Why developing the EQ or emotional intelligence of your people, can give you a competitive advantage.

The economic woes facing New Zealand over these past few years, has created a great deal of uncertainty. Confidence, that warm yet fuzzy emotional state is sadly lacking. Uncertainty usually leads to anxiety.

This increase in stress and anxiety is not only damaging for the individual but also for the company that employs them. Trivial conflicts in the workplace can escalate into something more serious, a calm and confident negotiator can become impatient, self centered and even worse, needy. A manager can appear more demanding and when under pressure, use bullying tactics without even being aware of the impact on staff.

On a subconscious level, people will feel they are in survival mode and their ability to consider the feelings of others deteriorates. For the old fashioned type of business leader, this can be an opportunity to drive people to work even harder and to take advantage of the fear people feel about losing their jobs.

Of course while there is this climate of fear, employees will tolerate behaviour from their managers that normally would be challenged, however once ‘confidence’ returns, you can expect employees to vote with their feet, so abuse your staff at your peril.

Often, even for those enlightened business leaders, the very last thing they consider during tough economic times, is to increase the budget for personal development.

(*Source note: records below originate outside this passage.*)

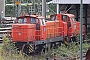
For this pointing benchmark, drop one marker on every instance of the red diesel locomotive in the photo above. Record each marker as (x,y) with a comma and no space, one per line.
(32,33)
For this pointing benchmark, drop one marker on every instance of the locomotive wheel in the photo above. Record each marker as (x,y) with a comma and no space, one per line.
(27,49)
(88,54)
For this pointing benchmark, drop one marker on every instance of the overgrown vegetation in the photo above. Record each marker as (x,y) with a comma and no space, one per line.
(9,51)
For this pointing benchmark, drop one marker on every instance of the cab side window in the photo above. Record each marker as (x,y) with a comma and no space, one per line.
(33,20)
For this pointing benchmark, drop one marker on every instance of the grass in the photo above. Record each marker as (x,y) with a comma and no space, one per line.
(8,51)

Even those skills that can increase the chances of success and add to the bottom line, such as negotiation skills, proposal writing, pitching skills and time management are seen as ‘nice to have’. As for emotional intelligence training, forget it. A bit too new age and ‘touchy feely’ for many. And yet to ignore the role and impact of emotions in the workplace is naive.

Employing individuals with a highly developed EQ ensures they have a greater degree of self-awareness, self-regulation, self-motivation, are able to handle higher levels of stress and are generally more effective and productive.

On the other hand workers who display an inability to keep their emotions in check can result in issues that harm the individual’s career and damage the reputation of the organisation.

So here’s yet another challenge for those of us in HR, because it’s no longer enough to look at just a person’s experience or educational background. We need to hire individuals who are emotionally able to withstand the pressures of the job and high levels of personal interaction.

When you consider that New Zealand has the 2nd highest levels of stress and anxiety in the world (USA is No.1) it proves that we have some work to do. Perhaps having a high EQ, isn’t so touchy feely after all. In fact we believe it can give your business a competitive advantage.